'Wealthy and powerful
people seek more wealth and power.'
The daily news is very much the same, except most consumers of news media aren’t aware that they’re watching clouds. They really do think they’re looking at a three-legged pony, a gargoyle, a laughing baby.
“Ooh, there’s a doggy!” they squeal and clap their hands. “Ooh! Ooh now it’s a kitty cat!”
They don’t see the real underlying dynamics, they just see the forms those dynamics are taking from moment to moment. They don’t see the water droplets being moved around by the breeze, they just see the shapes.
Just as clouds are always water droplets in the air no matter what shapes they take, news stories are only ever one dynamic playing out with different appearances.
There is only ever one news story on any given day, and it is always the same news story: wealthy and powerful people seek more wealth and power, and narratives are spun to advance these agendas.
That’s it. That’s all you’re ever seeing when you
read the news. There are sports scores and the occasional celebrity
death mixed in for entertainment, but when it comes to major political
and governmental events you’re only ever seeing the effects of wealthy
and powerful people working to obtain more wealth and power and
narratives being spun to promote these agendas.
Today it’s the Democratic Party killing the $15 minimum wage, protests in Haiti, US electoral shenanigans in Ecuador, bombings and sanctions on Syria, China bad, Russia bad. Appearances which taken individually at first glance look like breaking news stories, but when examined closely and integrated into the big picture are actually the exact same dynamics that were playing out yesterday with slightly different shapes. Tomorrow those same dynamics will play out again in different appearances. The shapes are different, but it’s always water droplets in the air.
It’s the exact same news story playing out over and over and over again, day after day after day. Alarm clock goes off at six AM, Sonny and Cher sing “I Got You Babe”, and Bill Murray wakes up to Groundhog Day once again.

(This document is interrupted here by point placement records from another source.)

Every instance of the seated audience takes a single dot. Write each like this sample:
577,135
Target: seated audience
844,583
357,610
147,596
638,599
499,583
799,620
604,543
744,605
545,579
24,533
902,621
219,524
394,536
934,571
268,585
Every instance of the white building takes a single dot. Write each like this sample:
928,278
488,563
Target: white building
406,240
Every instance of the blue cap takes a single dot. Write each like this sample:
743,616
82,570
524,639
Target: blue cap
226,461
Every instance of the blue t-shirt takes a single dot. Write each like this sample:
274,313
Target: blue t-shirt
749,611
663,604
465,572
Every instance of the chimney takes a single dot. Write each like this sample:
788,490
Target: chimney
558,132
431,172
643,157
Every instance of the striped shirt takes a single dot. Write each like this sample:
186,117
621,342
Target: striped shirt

“Well it looks like Jibby Jorpson is set to be the new leader, somehow staving off an early challenge from the popular socialist candidate,” reports the news man. “In other news, the ostensibly left-wing party will be unable to help the working class due to bliff blaff bloffa reasons, a dangerous dictator in a crucial geostrategic region urgently needs to be removed from power because widdle diddle doodad, and coming up: do we need more internet censorship to prevent wakka dakka dingdong?”
Next morning. Alarm clock. “I Got You Babe”, Bill Murray, Groundhog Day again.

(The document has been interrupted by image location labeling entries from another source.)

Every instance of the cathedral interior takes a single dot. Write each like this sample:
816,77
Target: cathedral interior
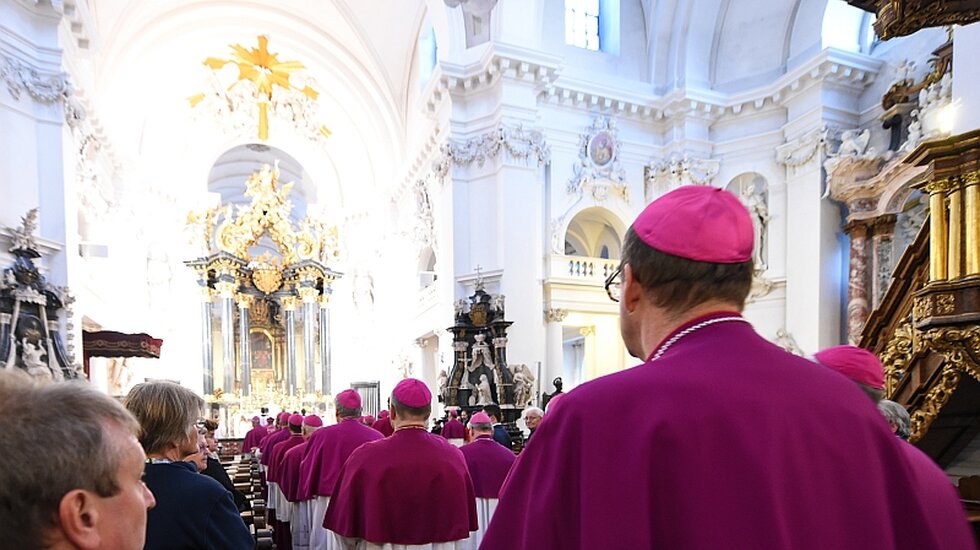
269,202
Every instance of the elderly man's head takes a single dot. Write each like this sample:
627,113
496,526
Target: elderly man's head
410,403
89,491
532,417
859,365
688,253
897,416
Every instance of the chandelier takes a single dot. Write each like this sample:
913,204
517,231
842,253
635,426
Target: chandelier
263,87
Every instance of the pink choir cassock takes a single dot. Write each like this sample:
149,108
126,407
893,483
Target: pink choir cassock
454,430
383,425
282,508
488,463
732,442
253,438
409,489
940,498
326,452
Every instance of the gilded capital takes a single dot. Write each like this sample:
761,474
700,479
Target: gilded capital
308,294
970,178
555,315
226,289
244,301
289,303
941,185
207,294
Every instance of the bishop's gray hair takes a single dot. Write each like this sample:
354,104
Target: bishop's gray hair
534,410
897,416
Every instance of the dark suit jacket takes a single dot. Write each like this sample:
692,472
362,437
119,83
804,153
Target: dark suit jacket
501,436
193,511
218,473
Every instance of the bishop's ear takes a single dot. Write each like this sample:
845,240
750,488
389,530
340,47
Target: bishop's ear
631,290
78,518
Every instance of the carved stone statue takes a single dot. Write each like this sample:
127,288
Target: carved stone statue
523,384
443,381
915,133
755,202
483,395
31,356
854,143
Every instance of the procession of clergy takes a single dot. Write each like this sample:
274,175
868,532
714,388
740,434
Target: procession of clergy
720,439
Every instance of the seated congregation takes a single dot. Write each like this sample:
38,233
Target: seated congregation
719,440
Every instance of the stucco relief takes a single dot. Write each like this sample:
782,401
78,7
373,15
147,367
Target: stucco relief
659,177
598,171
43,88
800,151
517,142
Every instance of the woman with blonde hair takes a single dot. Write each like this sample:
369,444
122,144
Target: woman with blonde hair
192,511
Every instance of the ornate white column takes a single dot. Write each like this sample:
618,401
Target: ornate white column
244,302
325,386
289,304
554,360
813,255
309,295
858,287
226,295
207,351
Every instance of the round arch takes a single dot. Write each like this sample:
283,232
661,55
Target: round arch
594,232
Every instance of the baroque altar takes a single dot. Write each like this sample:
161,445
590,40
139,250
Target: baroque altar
268,343
30,309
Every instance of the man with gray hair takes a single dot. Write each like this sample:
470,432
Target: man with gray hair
488,462
88,494
898,418
532,417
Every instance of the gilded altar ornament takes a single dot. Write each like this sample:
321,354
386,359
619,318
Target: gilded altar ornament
269,77
266,273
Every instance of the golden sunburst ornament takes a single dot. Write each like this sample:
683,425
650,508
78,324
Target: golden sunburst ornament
264,70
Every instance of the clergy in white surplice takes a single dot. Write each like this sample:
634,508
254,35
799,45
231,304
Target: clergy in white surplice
326,452
488,462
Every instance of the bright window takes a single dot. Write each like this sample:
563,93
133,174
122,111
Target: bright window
582,24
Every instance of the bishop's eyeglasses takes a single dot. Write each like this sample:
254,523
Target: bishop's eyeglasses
614,283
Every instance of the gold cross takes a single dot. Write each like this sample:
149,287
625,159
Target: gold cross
264,69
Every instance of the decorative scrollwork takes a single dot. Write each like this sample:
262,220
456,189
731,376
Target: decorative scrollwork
897,357
959,347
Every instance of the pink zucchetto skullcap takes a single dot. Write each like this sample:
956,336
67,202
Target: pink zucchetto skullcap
311,420
700,223
554,400
858,364
413,393
349,399
480,418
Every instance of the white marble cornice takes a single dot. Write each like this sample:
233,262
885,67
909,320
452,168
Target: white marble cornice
851,71
43,87
803,149
500,61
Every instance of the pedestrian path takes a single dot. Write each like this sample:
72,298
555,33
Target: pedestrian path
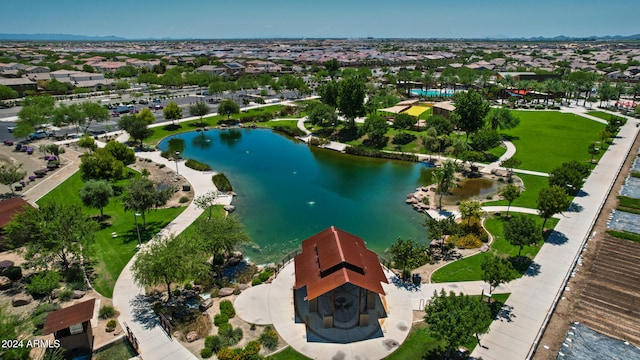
129,297
534,295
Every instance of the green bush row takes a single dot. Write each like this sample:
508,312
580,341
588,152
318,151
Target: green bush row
362,151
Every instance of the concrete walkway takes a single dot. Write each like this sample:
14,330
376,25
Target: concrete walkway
129,298
534,295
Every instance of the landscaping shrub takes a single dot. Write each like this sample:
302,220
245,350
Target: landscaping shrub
14,273
221,182
43,283
269,338
106,311
213,342
220,319
111,325
226,308
197,165
206,353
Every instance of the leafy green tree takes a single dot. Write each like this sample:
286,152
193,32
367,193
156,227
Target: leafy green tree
228,107
510,193
136,126
321,114
329,93
407,253
521,231
471,110
11,174
206,201
7,93
485,139
95,194
101,165
497,271
444,177
93,112
351,92
375,127
52,232
551,201
121,152
168,260
143,194
172,112
456,318
13,327
501,118
570,176
470,209
220,235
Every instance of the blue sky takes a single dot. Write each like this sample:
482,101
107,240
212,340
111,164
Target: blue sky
327,18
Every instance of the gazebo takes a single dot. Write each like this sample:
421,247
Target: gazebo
338,280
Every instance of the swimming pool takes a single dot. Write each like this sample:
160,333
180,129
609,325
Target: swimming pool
433,92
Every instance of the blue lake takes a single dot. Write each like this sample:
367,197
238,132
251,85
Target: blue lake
288,191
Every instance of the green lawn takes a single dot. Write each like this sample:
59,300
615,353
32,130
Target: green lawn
468,269
110,253
529,197
546,139
161,132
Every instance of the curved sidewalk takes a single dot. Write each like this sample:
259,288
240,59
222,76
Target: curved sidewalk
535,294
128,297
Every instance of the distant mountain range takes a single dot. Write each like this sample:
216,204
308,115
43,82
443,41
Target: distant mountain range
71,37
57,37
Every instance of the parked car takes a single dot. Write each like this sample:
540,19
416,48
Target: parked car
41,134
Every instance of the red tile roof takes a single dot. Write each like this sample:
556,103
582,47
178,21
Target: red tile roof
334,257
64,318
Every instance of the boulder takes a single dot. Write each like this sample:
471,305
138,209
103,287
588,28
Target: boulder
192,336
21,300
225,292
206,304
5,283
77,294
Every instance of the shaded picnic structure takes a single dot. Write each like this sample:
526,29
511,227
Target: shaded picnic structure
338,286
72,327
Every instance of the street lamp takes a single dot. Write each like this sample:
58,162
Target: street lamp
176,158
136,215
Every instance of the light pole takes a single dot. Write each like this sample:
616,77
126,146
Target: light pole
135,216
176,158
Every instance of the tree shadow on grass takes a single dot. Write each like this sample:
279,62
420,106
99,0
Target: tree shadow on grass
556,238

“Well it looks like Miggy Morpson is set to be the the new leader, somehow staving off an early challenge from the popular socialist candidate,” reports the news man. “In other news, the ostensibly left-wing party will be unable to help the working class due to wing wang wappa reasons, a dangerous dictator in a crucial geostrategic region urgently needs to be removed from power because kooka kakka keeka, and coming up: do we need more internet censorship to prevent yope yap yimmy?”

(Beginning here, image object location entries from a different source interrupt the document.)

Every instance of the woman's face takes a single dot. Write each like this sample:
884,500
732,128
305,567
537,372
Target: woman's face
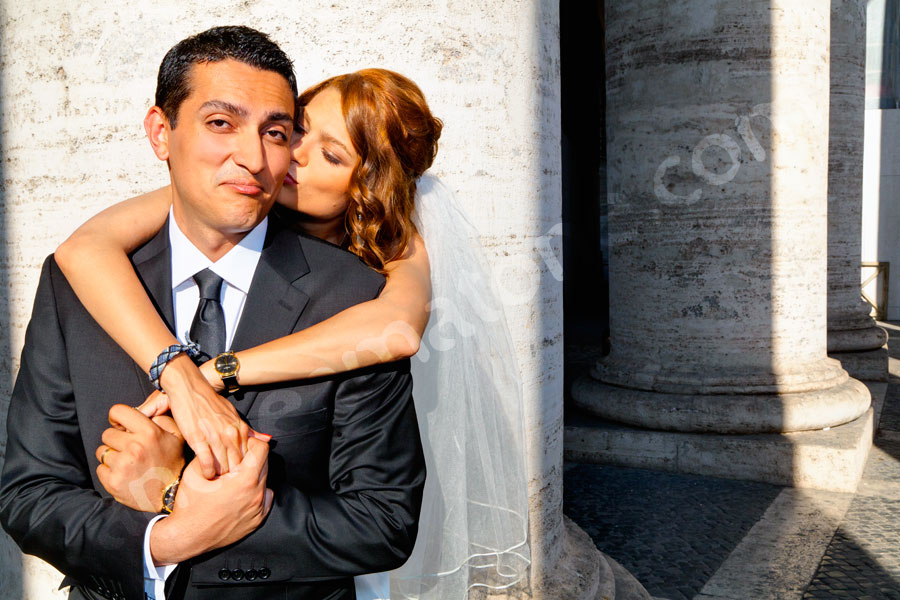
322,161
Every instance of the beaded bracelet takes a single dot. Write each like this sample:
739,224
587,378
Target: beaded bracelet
156,369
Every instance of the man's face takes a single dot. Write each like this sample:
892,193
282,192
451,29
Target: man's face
230,150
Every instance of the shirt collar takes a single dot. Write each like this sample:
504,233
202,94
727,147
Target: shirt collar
236,267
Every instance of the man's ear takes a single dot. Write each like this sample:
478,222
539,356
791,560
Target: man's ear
157,127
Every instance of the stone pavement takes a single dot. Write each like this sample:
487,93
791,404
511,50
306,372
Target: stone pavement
693,537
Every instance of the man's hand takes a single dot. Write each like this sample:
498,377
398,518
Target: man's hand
139,457
210,424
212,514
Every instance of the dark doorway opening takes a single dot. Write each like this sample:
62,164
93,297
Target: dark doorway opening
585,264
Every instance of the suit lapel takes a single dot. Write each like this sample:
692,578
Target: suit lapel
275,302
153,264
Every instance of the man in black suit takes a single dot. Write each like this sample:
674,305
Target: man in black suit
334,494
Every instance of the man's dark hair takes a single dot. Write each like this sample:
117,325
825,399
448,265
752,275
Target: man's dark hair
236,42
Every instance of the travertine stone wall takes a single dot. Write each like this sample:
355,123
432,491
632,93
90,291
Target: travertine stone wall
78,77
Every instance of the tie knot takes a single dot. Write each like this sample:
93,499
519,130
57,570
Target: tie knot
209,283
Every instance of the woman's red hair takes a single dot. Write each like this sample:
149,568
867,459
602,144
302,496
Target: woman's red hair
395,136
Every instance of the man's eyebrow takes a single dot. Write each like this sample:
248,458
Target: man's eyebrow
224,106
279,116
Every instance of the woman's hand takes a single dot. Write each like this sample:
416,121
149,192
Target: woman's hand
209,423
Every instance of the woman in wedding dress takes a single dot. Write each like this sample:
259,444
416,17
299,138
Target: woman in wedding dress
360,152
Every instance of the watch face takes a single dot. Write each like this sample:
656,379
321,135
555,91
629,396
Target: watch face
226,363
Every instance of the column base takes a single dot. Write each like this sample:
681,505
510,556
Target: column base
868,366
832,459
584,573
722,413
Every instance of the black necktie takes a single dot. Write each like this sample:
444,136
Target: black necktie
208,328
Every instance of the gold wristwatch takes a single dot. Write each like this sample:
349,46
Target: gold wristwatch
227,366
169,496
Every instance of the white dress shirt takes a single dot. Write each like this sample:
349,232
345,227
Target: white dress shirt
236,268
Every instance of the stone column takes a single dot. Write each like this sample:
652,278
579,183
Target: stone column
853,337
718,136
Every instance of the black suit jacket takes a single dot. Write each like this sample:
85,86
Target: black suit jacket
345,462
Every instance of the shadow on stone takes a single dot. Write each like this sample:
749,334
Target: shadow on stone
671,531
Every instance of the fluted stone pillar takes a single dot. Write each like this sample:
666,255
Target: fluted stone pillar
718,137
853,337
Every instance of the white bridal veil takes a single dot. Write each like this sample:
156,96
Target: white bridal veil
473,529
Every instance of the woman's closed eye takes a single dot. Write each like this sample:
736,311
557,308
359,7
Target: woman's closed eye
332,158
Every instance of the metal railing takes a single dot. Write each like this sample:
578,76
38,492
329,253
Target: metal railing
879,305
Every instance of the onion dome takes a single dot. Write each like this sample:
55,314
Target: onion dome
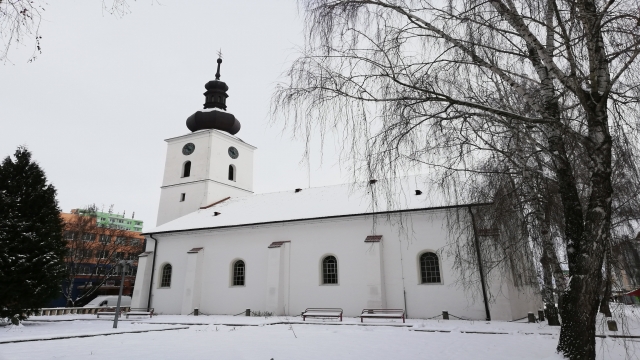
214,115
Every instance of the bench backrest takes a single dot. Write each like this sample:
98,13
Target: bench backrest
141,309
383,311
324,309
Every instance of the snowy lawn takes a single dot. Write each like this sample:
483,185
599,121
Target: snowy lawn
264,338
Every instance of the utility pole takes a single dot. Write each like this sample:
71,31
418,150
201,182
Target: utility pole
123,266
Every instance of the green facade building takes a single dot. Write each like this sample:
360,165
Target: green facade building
115,221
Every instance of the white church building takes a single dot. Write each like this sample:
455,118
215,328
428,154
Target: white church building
220,248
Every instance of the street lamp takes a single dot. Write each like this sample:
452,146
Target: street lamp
123,266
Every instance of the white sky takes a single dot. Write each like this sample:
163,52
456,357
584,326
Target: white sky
97,104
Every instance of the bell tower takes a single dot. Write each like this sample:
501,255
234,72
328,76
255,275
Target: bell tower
210,163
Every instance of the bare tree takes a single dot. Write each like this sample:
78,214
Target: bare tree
20,22
93,252
446,85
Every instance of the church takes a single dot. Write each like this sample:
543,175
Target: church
221,249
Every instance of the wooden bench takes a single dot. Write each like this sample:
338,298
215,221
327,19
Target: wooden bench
140,312
382,314
107,312
322,313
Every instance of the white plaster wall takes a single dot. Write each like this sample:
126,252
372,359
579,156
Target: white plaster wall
310,242
141,286
171,207
220,161
208,181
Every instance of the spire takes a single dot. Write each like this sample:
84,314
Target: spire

Over and over and over again. And over and over and over. The excuses change, the narrative spin changes, the component parts of the agendas change, but it’s only ever the same one story: wealthy and powerful people seek more wealth and power, and narratives are spun to advance these agendas.
Once you see the clouds as clouds, you never again get confused about what those shapes in the sky really are. You see different iterations of the exact same dynamic where you used to see individual breaking news stories.
When you have this insight and realize it’s always the same story playing out over and over again, there’s a common temptation to give in to despair and bitterness. Maybe you keep fighting, but you do it with a bored, jaded and entirely uninspired mentality.
It doesn’t need to be this way though. Just because the fight isn’t happening the way you used to imagine doesn’t mean it’s hopeless or tedious, it just means you need to look at it differently. You don’t have a 50-fight career against 50 different opponents who you fought for 10 rounds each, you have a one-fight career against a single opponent who you’ve been fighting for 500 rounds.
Just because the fight is longer than you once thought and the opponent much more resilient than you once thought doesn’t mean that one long fight is without end, or that it is unwinnable. It just means it looks different than it used to. It was ponies and doggies, now it’s clouds. You still bite down on your mouthpiece and throw leather with all your strength.
But it’s important to do it with focus on the whole. When we oppose ruling power structures and the narratives that they are using to advance their agendas, it’s important to also zoom out and point to their place in the whole. It benefits no one to treat any of the manifestations of the recurring one news story as separate from all the other arrangements: you’ve got to tie it in to the greater dynamics of empire and oligarchy at every opportunity. Otherwise you’re just feeding into the illusion of doggies and kitties in the sky.
That’s all we’re ever doing here: trying to point to the recurring Groundhog Day story over and over again from as many different angles as possible to help people see the clouds. We can use individual news stories as illustrations to show people the bigger picture of what’s really going on, but really all we’re ever doing is helping them see it all as water droplets arranging in different shapes from day to day.
Help enough people see the big picture, and the fight is as good as won. Then, and only then, does Bill Murray awaken to a new day.